EgoAVFlow: Robot Policy Learning with Active Vision from Human Egocentric Videos via 3D Flow

TL;DR

EgoAVFlow is proposed, which learns manipulation and active vision from egocentric videos through a shared 3D flow representation that supports geometric visibility reasoning and transfers without robot demonstrations.

Abstract

Egocentric human videos provide a scalable source of manipulation demonstrations; however, deploying them on robots requires active viewpoint control to maintain task-critical visibility, which human viewpoint imitation often fails to provide due to human-specific priors. We propose EgoAVFlow, which learns manipulation and active vision from egocentric videos through a shared 3D flow representation that supports geometric visibility reasoning and transfers without robot demonstrations. EgoAVFlow uses diffusion models to predict robot actions, future 3D flow, and camera trajectories, and refines viewpoints at test time with reward-maximizing denoising under a visibility-aware reward computed from predicted motion and scene geometry. Real-world experiments under actively changing viewpoints show that EgoAVFlow consistently outperforms prior human-demo-based baselines, demonstrating effective visibility maintenance and robust manipulation without robot demonstrations.

Figures (7)

• Figure 1: EgoAVFlow learns manipulation and active viewpoint control from egocentric human videos by predicting future 3D flow and optimizing camera viewpoints for visibility, yielding viewpoint-robust robot execution without robot demonstrations.
• Figure 2: Method overview. EgoAVFlow consists of three diffusion models. The robot policy $\pi_r$ produces future robot action sequences. The flow generation model $f$ predicts future 3D flows from the outputs of $\pi_r$. The view policy $\pi_v$ produces future camera viewpoints from the outputs of $\pi_r$, $f$, and reconstructed mesh surfaces through a visibility-aware reward-maximizing denoising process.

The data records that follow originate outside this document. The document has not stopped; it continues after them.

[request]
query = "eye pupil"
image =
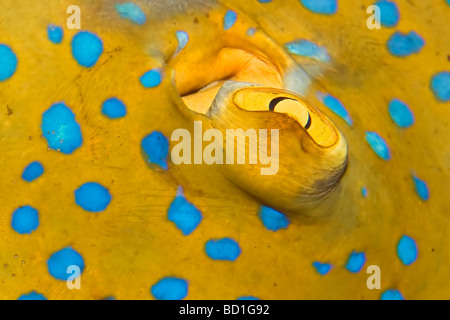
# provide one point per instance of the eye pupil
(304, 117)
(276, 101)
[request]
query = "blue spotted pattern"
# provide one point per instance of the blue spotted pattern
(440, 84)
(223, 249)
(87, 48)
(407, 250)
(61, 260)
(131, 11)
(322, 268)
(8, 62)
(355, 261)
(114, 108)
(151, 78)
(55, 33)
(229, 20)
(60, 129)
(156, 149)
(309, 49)
(400, 113)
(391, 294)
(251, 32)
(25, 220)
(337, 107)
(170, 288)
(402, 45)
(33, 295)
(184, 214)
(389, 13)
(421, 188)
(327, 7)
(92, 197)
(379, 146)
(272, 219)
(33, 171)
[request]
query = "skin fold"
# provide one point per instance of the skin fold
(131, 245)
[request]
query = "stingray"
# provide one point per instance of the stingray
(90, 194)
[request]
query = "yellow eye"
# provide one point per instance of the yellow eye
(293, 108)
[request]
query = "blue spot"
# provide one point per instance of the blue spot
(61, 260)
(248, 298)
(132, 12)
(151, 78)
(389, 13)
(223, 249)
(440, 84)
(55, 33)
(92, 197)
(251, 32)
(355, 261)
(272, 219)
(321, 6)
(170, 288)
(378, 145)
(8, 62)
(337, 107)
(402, 45)
(407, 250)
(364, 192)
(391, 294)
(421, 188)
(33, 171)
(400, 113)
(183, 39)
(156, 149)
(25, 220)
(32, 296)
(114, 108)
(60, 129)
(322, 268)
(308, 49)
(229, 19)
(86, 48)
(185, 215)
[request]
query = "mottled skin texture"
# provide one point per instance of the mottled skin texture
(132, 245)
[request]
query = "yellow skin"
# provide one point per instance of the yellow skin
(131, 245)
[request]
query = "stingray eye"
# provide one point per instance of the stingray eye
(293, 108)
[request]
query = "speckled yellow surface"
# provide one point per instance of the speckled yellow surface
(131, 245)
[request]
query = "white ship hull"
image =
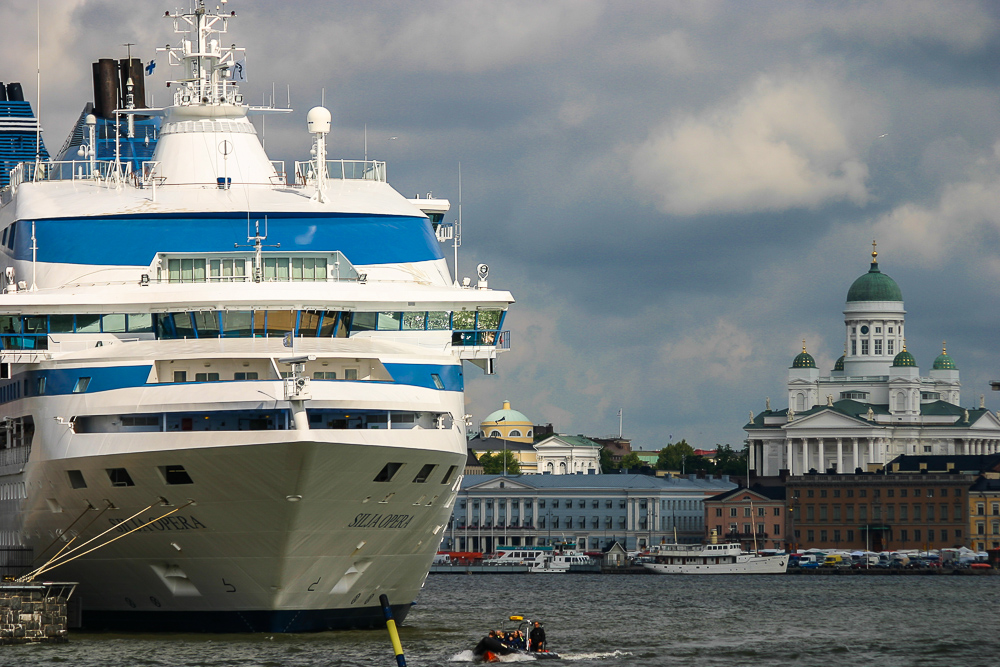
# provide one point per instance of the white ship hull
(244, 557)
(230, 399)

Viewpoints (A) represent that most query points are invisible (Red LOS) due to the table's mesh surface or out of FoV, whereas in viewpoints (B) these points are visible (Green LOS), yielding a higher visibility reward.
• Figure 3: Tasks. Each task requires appropriate viewpoint adjustments. Otherwise, the object is occluded by the robot or elements in the environment, such as a table or drawer.
• Figure 4: Visibility comparison (best viewed in the digital version). The visibility is computed from each different fixed viewpoint. No single viewpoint can maintain full visibility throughout the execution, indicating that the viewpoint must be continuously adjusted online to maximize visibility.
• Figure 5: Visibility reward. For all tasks, EgoAVFlow achieves higher average visibility rewards $R_{vis}$ than HVI, demonstrating our method's visibility maintenance capability. The error bars represent 1 standard error.